Celui-ci dispose par ailleurs d’un réseau fonctionnant en vase clos, le rendant totalement autonome tout en l’empêchant d’importer de l’énergie en cas de problème. Une vague de froid d’une telle envergure démontre aussi les limites de ce système, raison pour laquelle ERCOT s’est retrouvé contraint de couper le courant à certains foyers.
Les premières réactions ont été de se jeter sur les énergies renouvelables en blâmant leur intermittence allant même jusqu’à affirmer que l’éolien était trop peu fiable et trop subventionné. Développé massivement depuis plusieurs années, le Texas peut aujourd’hui alimenter l’équivalent de 3 millions de foyers en période de forte demande juste avec l’énergie éolienne.* Ces propos ont été rapidement démentis par la suite, car, bien que le facteur de capacité moyen de production soit descendu de 19% à 14%*, c’est toutes les infrastructures du Texas qui ont été touchées par cette vague de froid.
Les centrales thermiques et nucléaires encore plus impactées par cette vague de froid
En effet, les énergies renouvelables ne sont pas les seules à être impactées par cette vague. Les centrales thermiques ainsi que nucléaires ont été logées à la même enseigne. Pour preuve, selon Wood Mackenzie, le facteur de capacité moyen de la production nucléaire est passé de 94% à 75% de la production maximale durant cette période et de 73% à 60% en ce qui concerne le charbon. Le facteur du gaz, lui, est descendu de 52% à 43%. Proportionnellement donc, les centrales thermiques et nucléaires ont été plus impactées par les évènements que les énergies renouvelables.
De plus, l’équipement utilisé pour les centrales électriques du Texas n’était pas suffisamment préparé à de telles températures entrainant donc des défaillances.
Enfin, il ne faut pas oublier que c’est la production d’énergie en général qui a été impactée et pas seulement la production d’électricité. Les centrales à gaz semblent avoir été les plus touchées par cette situation et semblent également être la principale origine de la paralysie énergétique du Texas.
Quelles conséquences sur la production et l’acheminement de l’énergie ?

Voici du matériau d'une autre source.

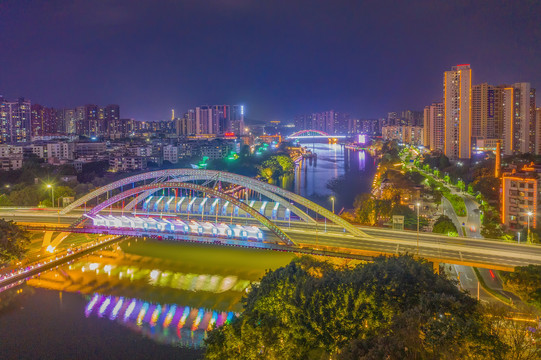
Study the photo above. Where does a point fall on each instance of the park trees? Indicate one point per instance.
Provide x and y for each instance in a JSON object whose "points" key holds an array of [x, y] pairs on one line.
{"points": [[394, 308], [276, 166], [444, 225], [13, 241]]}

Les centrales à gaz sont celles qui essuient le plus les conséquences de cette vague de froid. L’eau ainsi que les autres liquides permettant la production et l’acheminement du gaz ont tout simplement gelé à cause des températures trop basses bloquant ainsi le flux de gaz. Plus les températures baissaient et plus ces incidents se répandaient sur le réseau. Les approvisionnements sont donc devenus plus rares entrainant une hausse en flèche des prix. Certains acheteurs ont payé jusqu’à plus de 600 dollars par million d’unités. Ces unités étaient alors inférieures à 3 dollars au début du mois de février.
L’équipe gazière de Wood Mackenzie’s Americas a par la suite confirmé que les têtes de puits (qui mesure le débit et évaluent la productivité du gisement) au Texas n’étaient pas bien préparées aux conditions de gel avant d’ajouter « des pannes peuvent survenir et des problèmes logistiques tels que les routes verglacées peuvent entraver les opérations normales sur le terrain ». Les équipes de réparation se sont ainsi retrouvées bloquées par la neige et le verglas, rendant impossible toute intervention immédiate.
À la suite de ces premières perturbations devenant de plus en plus contraignantes, ERCOT s’est vu dans l’obligation de commencer à lancer des pannes de courant afin d’éviter le blackout total du réseau. Les problèmes ont affecté la quasi-totalité du réseau comme l’a montré la surveillance accrue de celui-ci par ERCOT.
Un cinquième de la production de gaz des États-Unis perdus
Au pic de la vague de froid, ce ne sont pas moins de 18,7 milliards de m3 produits par jour qui ont été perdus en raison des gelées, selon Wood Mackenzie. Ce volume représente un cinquième de la production totale des États-Unis. Les prix ont donc grimpé en flèche allant jusqu’à 1250 $ / mmbtu (million de BTU) pour certaines offres.